We like to let my girls lay as naturally as possible. So if egg production dips in the winter mos, that's fine. But lately, it's only light between 7am-5pm and the girls want to be roosted in the hen house as soon as the light's gone. I started thinking, that's *14 hrs *just sitting inside...that has got to be incredibly boring. So I was thinking of adding some artificial light to just the yard. That way, maybe they'd feel safe staying up a few more hrs to play and forage. But I don't want to force them into over-producing eggs if nature is telling them this is a time for their bodies to rest.
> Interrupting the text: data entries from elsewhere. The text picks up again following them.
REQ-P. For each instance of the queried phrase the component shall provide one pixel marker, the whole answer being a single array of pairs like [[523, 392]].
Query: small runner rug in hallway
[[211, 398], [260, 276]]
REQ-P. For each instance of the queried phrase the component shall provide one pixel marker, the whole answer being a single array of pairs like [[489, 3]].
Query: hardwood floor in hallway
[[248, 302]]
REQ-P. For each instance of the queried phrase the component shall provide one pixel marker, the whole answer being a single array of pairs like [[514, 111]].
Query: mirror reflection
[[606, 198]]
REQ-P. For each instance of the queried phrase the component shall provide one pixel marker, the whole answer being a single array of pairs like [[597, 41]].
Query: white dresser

Has anyone else tried just lighting one area of their enclosure? What were the results?


----------



## boskelli1571 (Oct 30, 2017)

Haven't tried it so no input there. Y'know, chickens probably don't get bored like we do. It's their natural rythym so it's normal for them.
 It is important that they get lots activity during their waking hours too - have you tried cabbage tetherball? or hanging bunches of greens just high enough they have to stretch/jump to get them? That will burn off energy so they will appreciate the 14 hours of rest!


----------



## seminole wind (Aug 22, 2015)

Well starting about tomorrow, the days will start to get longer. I already started getting an egg a day!


----------



## dawg53 (Aug 25, 2015)

I wish I could sleep for 8 hours, much less 14 lol. I might get 4 hrs if I'm lucky.
Karen, dont you like to go out to your coop at midnight and hold reveille on your birds?


----------



## seminole wind (Aug 22, 2015)

Yea,yea. Hubs gets up early and let's them out, but I only have 7 in a coop and 2 in a wire front thing. So the other 17 are in large pens. For us it's more about uncovering everyone's food.


----------